The following are among the numerous diseases which are positively and permanently cured by this treatment, Rheumatism, Tic Doloreaux, Paralysis of the Auditory or Optional Nerves, Palsy, St. Vitus Dance, Neuralgia, Torpid Liver, Dyspepsia, Piles, Bronchitis, Consumption in its early stages, Catarrh, Asthma, Scrofula in all its forms, Hear Disease, Female Weakness and Irregularities, General Debility, Curvature of the Spine, Stiff Joints, Tumours, Goitres, Ulcers, Felons [Today called Whitlow, an infection at the end of the finger], and swelling of all kinds, Cramps, Spasms, Retention of Urine, Strictures [An abnormal narrowing of a body passage], Dropsy, Inflammation and Fevers in all their forms, Costiveness [Constipation], Dysentery, Cholic [Colic], Bleeding at the Lungs, &c. &c., suspended animation by concussion.[5]
           
            As was typical of medical advertisement in this era, Barbour exaggerated the benefits of his treatments, but for someone presenting himself as a Christian exegete, this is disreputable. He added to the misrepresentation by adding to this advertisment the claim of extensive education: “Dr. Barbour has recently returned from Europe, where, after an absence of ten years, he has had the opportunity of perfecting himself in the medical application of Electro-magnetism, as applied on the Continent and in England.” The implication is that he spent ten years learning his profession.
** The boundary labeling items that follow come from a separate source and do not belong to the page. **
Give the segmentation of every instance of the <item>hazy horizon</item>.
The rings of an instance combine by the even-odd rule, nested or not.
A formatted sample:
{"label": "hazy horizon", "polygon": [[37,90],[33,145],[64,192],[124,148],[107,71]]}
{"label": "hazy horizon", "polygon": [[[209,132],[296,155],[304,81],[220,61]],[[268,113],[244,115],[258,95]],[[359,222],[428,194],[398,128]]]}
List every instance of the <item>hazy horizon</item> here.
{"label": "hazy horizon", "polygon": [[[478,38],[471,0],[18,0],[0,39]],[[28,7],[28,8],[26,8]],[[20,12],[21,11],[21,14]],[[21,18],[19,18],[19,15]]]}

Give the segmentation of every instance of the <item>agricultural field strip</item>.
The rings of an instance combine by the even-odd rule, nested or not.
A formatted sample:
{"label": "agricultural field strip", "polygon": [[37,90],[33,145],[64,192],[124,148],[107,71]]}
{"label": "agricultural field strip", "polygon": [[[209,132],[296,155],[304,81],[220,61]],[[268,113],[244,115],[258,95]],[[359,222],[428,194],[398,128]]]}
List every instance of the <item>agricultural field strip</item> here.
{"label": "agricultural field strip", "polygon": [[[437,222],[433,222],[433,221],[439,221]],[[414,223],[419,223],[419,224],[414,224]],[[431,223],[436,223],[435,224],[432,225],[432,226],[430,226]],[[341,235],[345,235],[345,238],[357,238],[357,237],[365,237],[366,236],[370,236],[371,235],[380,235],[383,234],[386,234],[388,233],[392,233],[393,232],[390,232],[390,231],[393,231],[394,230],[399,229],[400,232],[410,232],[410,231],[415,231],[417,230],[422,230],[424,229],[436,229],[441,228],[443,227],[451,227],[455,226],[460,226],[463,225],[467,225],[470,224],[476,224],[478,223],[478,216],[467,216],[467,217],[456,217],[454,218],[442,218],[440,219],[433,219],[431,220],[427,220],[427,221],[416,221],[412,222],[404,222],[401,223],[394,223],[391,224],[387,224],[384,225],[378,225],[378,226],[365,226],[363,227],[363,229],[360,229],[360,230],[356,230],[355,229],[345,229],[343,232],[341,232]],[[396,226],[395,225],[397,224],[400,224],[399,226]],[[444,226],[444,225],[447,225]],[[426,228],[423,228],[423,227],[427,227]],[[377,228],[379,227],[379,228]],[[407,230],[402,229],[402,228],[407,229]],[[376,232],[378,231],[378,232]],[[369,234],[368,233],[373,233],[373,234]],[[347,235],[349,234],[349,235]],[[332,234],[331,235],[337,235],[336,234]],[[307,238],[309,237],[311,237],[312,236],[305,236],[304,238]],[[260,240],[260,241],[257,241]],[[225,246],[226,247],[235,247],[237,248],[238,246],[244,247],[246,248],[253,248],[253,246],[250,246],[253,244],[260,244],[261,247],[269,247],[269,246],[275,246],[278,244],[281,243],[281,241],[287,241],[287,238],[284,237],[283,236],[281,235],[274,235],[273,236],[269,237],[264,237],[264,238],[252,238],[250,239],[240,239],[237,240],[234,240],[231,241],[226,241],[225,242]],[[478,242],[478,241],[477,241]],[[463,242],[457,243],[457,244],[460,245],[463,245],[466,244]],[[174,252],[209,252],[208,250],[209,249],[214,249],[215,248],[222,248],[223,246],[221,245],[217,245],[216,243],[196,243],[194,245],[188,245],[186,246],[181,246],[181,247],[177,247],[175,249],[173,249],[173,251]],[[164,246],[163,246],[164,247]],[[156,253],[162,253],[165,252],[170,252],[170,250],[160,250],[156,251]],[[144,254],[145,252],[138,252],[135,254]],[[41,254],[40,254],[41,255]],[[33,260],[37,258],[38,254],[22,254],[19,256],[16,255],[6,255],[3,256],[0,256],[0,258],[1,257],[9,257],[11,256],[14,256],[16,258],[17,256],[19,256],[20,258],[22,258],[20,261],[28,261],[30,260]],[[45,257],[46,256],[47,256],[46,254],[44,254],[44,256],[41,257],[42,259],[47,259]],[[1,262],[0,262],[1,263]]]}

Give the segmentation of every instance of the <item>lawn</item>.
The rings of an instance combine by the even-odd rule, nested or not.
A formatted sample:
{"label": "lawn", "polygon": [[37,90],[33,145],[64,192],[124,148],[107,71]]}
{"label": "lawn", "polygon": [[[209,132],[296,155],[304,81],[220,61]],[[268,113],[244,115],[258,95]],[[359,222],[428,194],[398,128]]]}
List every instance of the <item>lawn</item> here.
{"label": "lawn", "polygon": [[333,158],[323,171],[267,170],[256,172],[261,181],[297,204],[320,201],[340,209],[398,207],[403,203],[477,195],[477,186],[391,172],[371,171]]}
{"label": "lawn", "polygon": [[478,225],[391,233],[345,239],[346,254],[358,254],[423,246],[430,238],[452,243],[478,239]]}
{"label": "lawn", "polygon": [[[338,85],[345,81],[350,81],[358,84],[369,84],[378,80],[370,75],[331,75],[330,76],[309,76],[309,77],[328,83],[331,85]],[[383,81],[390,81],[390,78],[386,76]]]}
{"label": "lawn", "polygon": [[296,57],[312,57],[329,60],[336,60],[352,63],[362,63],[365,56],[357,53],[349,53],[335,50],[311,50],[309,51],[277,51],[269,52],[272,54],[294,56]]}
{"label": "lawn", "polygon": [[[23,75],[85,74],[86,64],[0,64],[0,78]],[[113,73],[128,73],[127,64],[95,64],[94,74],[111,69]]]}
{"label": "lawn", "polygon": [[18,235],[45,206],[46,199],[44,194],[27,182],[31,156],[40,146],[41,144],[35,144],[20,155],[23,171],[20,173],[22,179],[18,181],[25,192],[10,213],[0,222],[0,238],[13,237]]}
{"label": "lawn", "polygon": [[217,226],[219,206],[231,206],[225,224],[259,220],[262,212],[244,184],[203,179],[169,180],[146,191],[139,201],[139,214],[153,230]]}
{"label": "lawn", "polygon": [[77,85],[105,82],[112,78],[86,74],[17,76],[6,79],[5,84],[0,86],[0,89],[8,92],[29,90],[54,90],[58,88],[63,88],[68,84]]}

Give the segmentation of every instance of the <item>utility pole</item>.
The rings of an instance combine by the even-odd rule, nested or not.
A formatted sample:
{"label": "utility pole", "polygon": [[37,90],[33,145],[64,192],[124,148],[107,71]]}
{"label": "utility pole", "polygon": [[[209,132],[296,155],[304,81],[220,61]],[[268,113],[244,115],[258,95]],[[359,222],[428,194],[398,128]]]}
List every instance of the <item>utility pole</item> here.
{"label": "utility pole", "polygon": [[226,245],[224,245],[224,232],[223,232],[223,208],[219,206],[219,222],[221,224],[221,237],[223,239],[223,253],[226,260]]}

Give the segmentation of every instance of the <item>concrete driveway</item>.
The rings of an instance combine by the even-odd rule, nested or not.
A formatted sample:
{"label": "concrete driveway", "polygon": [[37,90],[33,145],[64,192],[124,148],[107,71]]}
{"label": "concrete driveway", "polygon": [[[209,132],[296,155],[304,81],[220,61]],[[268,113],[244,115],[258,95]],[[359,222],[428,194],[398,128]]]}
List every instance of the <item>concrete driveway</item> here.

This is nonsense. He was in Australia from 1851-1852 until 1859. He was in New York City by late 1860. Misrepresentation of himself and others became a characteristic especially after 1878.    
            Barbour bounced back and forth between Auburn and Rochester. In 1862 he paid tax as a physician resident in Rochester, and the next year he paid tax from his residence in Auburn. According to an advertisement found in the June 17, 1863, Rochester Daily Union & Advertiser “Dr. N. H. Barbour, of Rochester, (Lately from Europe)” commuted between Auburn and Rochester. On each Monday and Saturday he was available for consultation in Rochester “at the residence of Rev. J.(ohn) Parker, No. 2 Elm street.” He could be consulted at 78 Genesee Street in Auburn on Wednesday and Thursday. Consultation was free, but treatment was not. He briefly associated with a Dr. Hill, whose identity is otherwise uncertain.[6]
            Barbour is omitted from the 1864-1865 Auburn directory, but he was still living there in 1865, when he was granted a United States Patent for a Carbonic-Acid Engine, a gas-expansion engine to power street cars.[7]
            Barbour seems to have avoided Civil War service.[8] He attended a meeting of the British Polytechnic Association in 1864 or 1865 to discuss the merits of his Carbonic Engine, and saw an application to lighter-than-air flight. The Utica, New York, Weekly Herald extracted an article from The Journal of Commerce:

At a recent meeting of the British Polytechnic Association, a Mr. Barbour stated by using compressed carbonic acid gas, he had obtained one and a half horse power from an iron engine which weighed with all its auxiliary apparatus only 450 lbs. An engine of aluminum would weigh only one-third as much. The gas reservoir was strong enough to bear 6,000 lbs. to the inch, and the gas that could be forced into it would suffice to drive the engine an hour and twenty minutes. Mr. Barbour proposes to use such an engine in propelling an airship by revolving spiral fans, upon the plan of the one building at Hoboken; and at once gets rid of all the difficulties resulting from a heavy steam engine, furnaces, &c. His scheme was looked upon not unfavorably by some of the English scientific journals.[9]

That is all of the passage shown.